When you roll up to the drive-through window at the Kenner, Louisiana Popeyes located at 3016 Loyola Drive, you'll see what looks like a typical Popeyes drive-through tableau. However, there's a pretty decent chance that what you'll hear will be something else entirely. That's because this particular Popeyes has become low-key famous for its orders coming with a free side of serenade, at least when "Ms. Cynthia" is on shift, according to The Times-Picayune.

"Ms. Cynthia" (and sometimes, just plain "Cynthia") is how 57-year-old New Orleans native Cynthia Carter refers to herself to her Popeyes drive-through customers.
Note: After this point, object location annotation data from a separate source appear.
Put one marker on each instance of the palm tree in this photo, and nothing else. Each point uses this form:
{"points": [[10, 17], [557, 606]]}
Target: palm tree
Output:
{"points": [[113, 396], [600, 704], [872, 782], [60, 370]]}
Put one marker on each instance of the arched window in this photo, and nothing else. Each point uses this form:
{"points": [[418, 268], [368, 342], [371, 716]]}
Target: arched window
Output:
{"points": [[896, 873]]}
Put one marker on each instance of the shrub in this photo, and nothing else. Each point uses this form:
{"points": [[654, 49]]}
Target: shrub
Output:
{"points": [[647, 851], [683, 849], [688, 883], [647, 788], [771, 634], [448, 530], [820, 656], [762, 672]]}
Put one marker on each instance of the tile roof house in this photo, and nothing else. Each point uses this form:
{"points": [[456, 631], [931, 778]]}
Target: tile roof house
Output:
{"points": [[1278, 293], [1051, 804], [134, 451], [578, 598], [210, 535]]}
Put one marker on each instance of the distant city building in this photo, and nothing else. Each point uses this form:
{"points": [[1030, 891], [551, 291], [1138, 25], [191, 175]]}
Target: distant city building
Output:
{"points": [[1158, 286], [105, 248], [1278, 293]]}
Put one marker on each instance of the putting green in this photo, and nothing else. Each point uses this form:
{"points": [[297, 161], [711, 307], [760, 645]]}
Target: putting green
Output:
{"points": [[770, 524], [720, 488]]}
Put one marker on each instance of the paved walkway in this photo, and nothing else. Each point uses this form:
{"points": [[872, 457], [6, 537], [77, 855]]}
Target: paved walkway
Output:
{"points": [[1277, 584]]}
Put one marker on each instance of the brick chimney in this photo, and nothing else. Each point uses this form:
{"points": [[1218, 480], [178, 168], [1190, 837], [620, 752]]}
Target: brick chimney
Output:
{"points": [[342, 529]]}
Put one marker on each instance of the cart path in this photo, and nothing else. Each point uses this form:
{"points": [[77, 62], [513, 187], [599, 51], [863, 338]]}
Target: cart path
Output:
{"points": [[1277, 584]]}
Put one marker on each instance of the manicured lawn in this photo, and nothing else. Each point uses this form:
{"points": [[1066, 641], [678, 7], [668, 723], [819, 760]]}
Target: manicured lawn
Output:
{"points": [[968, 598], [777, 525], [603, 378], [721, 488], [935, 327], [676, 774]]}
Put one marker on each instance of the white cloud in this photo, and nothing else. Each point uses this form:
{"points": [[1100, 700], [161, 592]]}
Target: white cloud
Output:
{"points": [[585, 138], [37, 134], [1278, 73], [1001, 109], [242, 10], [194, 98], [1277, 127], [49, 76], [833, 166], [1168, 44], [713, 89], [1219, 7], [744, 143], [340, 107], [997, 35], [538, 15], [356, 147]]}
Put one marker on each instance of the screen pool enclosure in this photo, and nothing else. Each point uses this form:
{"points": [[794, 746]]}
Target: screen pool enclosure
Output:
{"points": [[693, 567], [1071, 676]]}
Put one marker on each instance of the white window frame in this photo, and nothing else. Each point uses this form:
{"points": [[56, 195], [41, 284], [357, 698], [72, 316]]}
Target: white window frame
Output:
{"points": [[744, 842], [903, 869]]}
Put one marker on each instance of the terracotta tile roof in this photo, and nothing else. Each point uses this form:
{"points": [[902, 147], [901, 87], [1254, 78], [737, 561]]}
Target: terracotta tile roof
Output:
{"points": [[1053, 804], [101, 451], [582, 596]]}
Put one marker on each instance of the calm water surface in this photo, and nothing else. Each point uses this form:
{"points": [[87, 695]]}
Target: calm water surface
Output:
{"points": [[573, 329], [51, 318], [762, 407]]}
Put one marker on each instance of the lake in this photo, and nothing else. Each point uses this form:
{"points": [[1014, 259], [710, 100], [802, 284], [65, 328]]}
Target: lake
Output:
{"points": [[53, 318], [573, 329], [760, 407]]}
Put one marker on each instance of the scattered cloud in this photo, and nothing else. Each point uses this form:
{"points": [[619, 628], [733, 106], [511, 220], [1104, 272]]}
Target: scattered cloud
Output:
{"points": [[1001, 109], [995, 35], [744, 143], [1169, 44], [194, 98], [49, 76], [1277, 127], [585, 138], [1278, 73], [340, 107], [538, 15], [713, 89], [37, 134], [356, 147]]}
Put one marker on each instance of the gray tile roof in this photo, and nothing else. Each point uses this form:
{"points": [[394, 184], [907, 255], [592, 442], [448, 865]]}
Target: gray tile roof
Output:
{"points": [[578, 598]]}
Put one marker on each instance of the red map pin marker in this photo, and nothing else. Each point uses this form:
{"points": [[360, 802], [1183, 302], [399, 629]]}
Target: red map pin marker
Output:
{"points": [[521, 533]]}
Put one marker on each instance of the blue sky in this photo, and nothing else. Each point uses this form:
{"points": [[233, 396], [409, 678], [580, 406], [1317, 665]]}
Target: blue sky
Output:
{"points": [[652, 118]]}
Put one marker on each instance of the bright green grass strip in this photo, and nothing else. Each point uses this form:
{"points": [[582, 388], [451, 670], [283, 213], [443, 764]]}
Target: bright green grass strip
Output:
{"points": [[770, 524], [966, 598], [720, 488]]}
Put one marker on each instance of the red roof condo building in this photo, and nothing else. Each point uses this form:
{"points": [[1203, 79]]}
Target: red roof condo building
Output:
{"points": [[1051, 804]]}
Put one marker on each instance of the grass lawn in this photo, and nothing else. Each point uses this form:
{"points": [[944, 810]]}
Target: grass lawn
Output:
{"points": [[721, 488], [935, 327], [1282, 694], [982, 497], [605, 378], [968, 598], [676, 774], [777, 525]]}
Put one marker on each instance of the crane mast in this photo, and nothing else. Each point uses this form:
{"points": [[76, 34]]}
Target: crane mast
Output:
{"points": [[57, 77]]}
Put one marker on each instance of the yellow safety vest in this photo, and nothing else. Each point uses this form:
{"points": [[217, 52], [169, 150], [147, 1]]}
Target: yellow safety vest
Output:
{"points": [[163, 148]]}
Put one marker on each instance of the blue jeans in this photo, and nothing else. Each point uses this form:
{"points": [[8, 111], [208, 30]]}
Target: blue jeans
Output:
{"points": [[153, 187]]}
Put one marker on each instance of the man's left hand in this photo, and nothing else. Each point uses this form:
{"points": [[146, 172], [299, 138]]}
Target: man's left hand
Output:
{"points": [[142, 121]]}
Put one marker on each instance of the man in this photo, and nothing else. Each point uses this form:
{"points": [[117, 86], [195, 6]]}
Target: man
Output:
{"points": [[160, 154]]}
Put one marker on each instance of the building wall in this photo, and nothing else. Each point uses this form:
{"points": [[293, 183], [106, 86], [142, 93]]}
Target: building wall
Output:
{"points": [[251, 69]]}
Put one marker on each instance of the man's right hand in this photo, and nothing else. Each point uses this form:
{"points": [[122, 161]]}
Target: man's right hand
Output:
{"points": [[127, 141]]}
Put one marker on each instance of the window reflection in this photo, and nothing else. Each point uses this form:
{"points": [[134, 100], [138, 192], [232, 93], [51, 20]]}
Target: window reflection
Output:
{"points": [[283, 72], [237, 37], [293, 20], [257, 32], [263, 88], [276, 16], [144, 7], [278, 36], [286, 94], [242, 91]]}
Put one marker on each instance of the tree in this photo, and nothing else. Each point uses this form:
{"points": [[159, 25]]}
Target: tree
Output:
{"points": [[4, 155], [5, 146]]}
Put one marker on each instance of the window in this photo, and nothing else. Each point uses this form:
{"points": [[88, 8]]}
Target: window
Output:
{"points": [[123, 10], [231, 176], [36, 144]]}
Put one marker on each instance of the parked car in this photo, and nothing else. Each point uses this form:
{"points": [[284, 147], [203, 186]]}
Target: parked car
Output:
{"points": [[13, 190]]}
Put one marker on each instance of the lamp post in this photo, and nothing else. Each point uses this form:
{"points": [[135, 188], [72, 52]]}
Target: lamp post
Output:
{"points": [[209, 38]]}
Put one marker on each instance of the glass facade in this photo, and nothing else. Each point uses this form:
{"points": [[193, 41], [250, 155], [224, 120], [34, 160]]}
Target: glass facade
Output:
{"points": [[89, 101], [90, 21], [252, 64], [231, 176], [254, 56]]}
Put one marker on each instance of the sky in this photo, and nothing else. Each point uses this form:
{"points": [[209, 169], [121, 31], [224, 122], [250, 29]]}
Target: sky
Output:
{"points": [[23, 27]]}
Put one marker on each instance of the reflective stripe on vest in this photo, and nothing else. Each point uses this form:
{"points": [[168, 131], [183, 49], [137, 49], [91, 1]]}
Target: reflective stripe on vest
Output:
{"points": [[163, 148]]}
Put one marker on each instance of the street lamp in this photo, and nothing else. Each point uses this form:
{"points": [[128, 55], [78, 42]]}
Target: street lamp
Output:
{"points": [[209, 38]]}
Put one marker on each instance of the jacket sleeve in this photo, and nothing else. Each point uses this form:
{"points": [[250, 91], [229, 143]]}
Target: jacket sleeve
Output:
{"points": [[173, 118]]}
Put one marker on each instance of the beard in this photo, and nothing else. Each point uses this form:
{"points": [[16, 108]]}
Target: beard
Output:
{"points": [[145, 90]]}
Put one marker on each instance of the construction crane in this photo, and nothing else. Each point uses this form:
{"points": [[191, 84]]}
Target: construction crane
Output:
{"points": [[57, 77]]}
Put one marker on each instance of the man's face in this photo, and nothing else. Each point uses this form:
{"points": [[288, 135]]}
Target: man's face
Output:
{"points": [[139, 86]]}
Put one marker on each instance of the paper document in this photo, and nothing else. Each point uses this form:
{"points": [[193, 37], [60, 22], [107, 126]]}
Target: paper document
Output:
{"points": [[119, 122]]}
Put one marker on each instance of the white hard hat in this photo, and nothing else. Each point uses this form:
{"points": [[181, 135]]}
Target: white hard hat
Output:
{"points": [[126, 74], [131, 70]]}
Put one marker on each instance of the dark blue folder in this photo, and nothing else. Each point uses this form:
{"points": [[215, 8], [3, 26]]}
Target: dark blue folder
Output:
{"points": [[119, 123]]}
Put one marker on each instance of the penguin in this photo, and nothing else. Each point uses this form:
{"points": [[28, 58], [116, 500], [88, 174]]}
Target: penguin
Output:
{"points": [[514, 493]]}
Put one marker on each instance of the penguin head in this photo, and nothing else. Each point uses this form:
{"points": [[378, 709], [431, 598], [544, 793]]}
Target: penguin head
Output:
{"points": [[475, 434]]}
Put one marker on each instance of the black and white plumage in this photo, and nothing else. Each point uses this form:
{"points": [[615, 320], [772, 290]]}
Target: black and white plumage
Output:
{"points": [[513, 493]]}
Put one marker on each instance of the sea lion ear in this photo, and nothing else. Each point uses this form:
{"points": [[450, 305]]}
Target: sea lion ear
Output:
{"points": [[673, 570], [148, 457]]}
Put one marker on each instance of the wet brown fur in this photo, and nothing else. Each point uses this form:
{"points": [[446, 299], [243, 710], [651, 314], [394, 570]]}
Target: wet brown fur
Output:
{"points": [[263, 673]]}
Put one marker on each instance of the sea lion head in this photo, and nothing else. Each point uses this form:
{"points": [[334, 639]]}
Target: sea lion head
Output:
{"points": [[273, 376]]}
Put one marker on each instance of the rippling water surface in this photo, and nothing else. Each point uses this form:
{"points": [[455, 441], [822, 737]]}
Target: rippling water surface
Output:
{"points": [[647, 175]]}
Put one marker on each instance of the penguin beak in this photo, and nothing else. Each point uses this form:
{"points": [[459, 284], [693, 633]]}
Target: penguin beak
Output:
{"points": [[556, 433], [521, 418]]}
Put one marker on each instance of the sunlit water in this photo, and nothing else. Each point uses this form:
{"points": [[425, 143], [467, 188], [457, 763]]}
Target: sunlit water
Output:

Carter has been working at one Popeyes or another for three decades now, but for at least half of that time, she's been doing so in her now-trademark musical "patter" that manages to be at once, "amusing, and utterly comforting," as The Times-Picayune describes it — while also grasping, often quite successfully, at that highly vaunted brass ring of the restaurant industry known as the "fast food order upsell." In other words, this Popeyes, where the live music comes free with your trip to the drive-through, not only brings smiles to the faces of those in search of one of the best fast food fried chicken sandwiches but also works a bit of magic on the restaurant's revenues.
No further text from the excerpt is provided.